大水过后,别的村唉声怨载,苦不堪言。
可鹿溪村却一片欣欣向荣之景。
不仅良田一片绿意,村里的人更都充满干劲。
见蟹苗回来了,全都自主的围着那一车车的蟹桶打转。
“这,这就是那蟹吗?”
“你们看,这么多腿。”
“诶,你轻点,小心它夹你哦——”
那人吓的赶忙将它扔进了桶了,惹的大家哈哈大笑。
里正老头脸上同样是笑容不断。
“好好好——”
不管是养鱼还是养蟹,苗回来了才是正经事。
然而,苗回来了,分配也就成了一个新问题。
“夏丫头呀,这如此多的蟹苗,不知价值几何啊?”
大家一听这个问题,都非常忐忑。
谁人不知,这蟹苗是从大老远的地方运回来的,光在路上怕是就走了有半月之久,价格肯定极贵。
大家都紧紧的盯着夏小乔,紧张的额头都开始冒汗。
因有稻种在先,有些人就生出了不该有的心思。
“夏娘子?这蟹苗是否跟稻种一样啊?先赊给我们用,到时候秋收时在一起结算那?”
“那,那是否还是五成啊?”
大家你一句我一句。
趋利避害,人之本性。
这只要不花银子,就会少承担许多风险,待到秋收,倘若收成不好,自己也没损失什么,可若是有了收成,自己好歹还能捞点好处。
没人会觉得金秋能大丰收,就这年景,没人敢保证。
就连夏小乔也不敢作保,她之所以要那五成粮食,也不是为了自己,而是为了留种子。
可蟹苗跟种田不同。
显然里正老头也懂这个道理,因此直接对那人的爹看了一眼。
他那爹心有领会,转头就在儿子头上来了一巴掌,骂道:“你个臭小子,多大的人了?还要脸不要,占便宜没够是不?我怎么生了你这么个东西?”
不仅上巴掌,还一脚踹到了自家儿子身上。
那小子也不生气,赶忙笑着哄道:“爹,爹你下手轻点,我,我这不就是问问嘛,问问嘛——”
众人跟着起哄笑了起来,这事儿便不了了之了。
但是,大家心里更紧张了。
里正老头见此看向夏小乔道:“该多少银子多少银子,夏丫头,你为咱们村做到这个份上,大家都很感激你,不能让你搭着人情,还搭着银钱——”

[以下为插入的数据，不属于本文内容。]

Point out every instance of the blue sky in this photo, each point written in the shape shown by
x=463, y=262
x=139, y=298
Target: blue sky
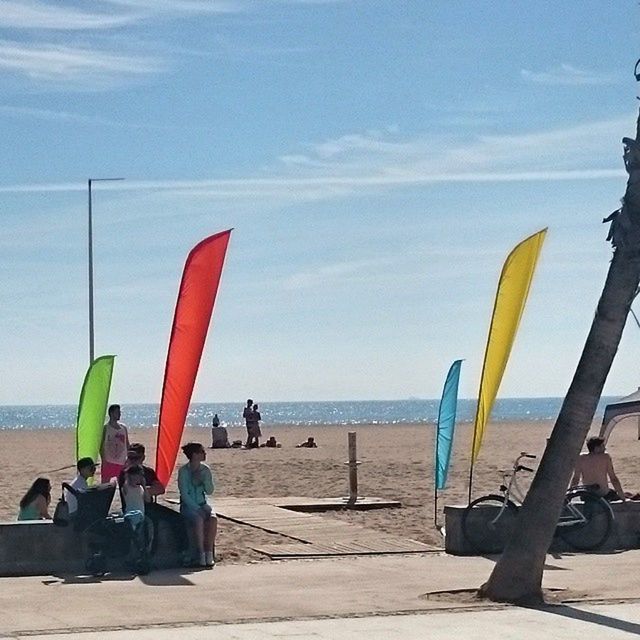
x=377, y=161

“三爷爷,我既然嫁了过来,那就是咱们村的人,为自己家的事儿忙活,那还不应该啊?”
夏小乔笑着说完,随后马上进入主题道:“不过这蟹苗跟稻种不同,这稻苗种下去,只要好生照料,等待秋日收割就完了,可蟹苗得养,得喂——”
众人听到这儿,全都认真了起来。
好在河蟹一般都吃些水草,田螺,臭鱼烂虾,地龙和一些水生的小虫子,当然也吃粮食啥的,不过这种时候,人都没有粮食吃,它们就更别想了。
“所以,这蟹养的好不好,还得看每家的用心程度。”
夏小乔说完这些之后,便道:“这不管是蟹苗还是将来长大了卖蟹的银钱,都不走我这里,以后这些都走族中账册,我们村要成立一个小队,就跟以前的巡逻队一样,只是性质不同,是专门负责对外经营之事,大家也当知晓,在未来,不仅是茶园,还是稻蟹,乃至于稻谷,都得有专门负责之人,不可私自售卖——”
大家一听全都懵了,这是啥意思?
还要专门成立什么小队?
还不让私自售卖?
不过这事儿夏小乔提到的不仅一次了,所以,她们大概也能接受一些。
倒是人选的事儿,大家都比较关心。
“不知道,这人怎么选?”
“是啊?有什么要求吗?”
夏小乔对众人抬了抬手,现场瞬间安静了下来。
“要求自然是有的,第一,就是他所做之事,所有选择,必须是维护我们村全体村民共有利益的,第二,被选举之人必须是有为村里所有村民服务意识的,是大家所肯定喜欢的,第三,必是技有所长者,且对整个村子有益处的,第四,必须识字达两百个以上者,第五——”
这要求一串一串的,听的村民都懵了。
这其他的也就罢了,可识字?
这不是要命吗?
大家都不认识啊!
“肃静,我知道大家都不识字,这没关系,你们鹿秀才虽然去府城求学了,可他走之前教了我不少字,而且,我师父行医自然也是识字的,便先有我二人代教之,待找到了合适的夫子,咱们村便可办个族学,到时候村里每个人便都可以识字了。”
这话一落,众人高兴了。
“吓死我了,好在选举不是现在就定,而是定在秋收之后,这样咱家大郎和二郎岂不是都有机会?”
“可不就是?没准俺也能有机会呢。”
“哼,你可拉倒吧,不说别的,就那二百个大字你能认全不?”
一说起识字,那老汉瞬间蔫了不吭声了。
因此,大家很快意识到一个问题,怕这个什么要成立的小队只能从年轻人中选出。
而就在这时,满仓媳妇看不下去了,憋红了脸举手道:“秀才娘子,那,那我们女人家能行不?”
她这话一落,周围人都诧异的看向了她。
满仓更是急的赶忙拽着媳妇儿低声训斥的道:“你这是干啥?这不是胡闹吗?这么重要的小队,你一个女子掺和什么?”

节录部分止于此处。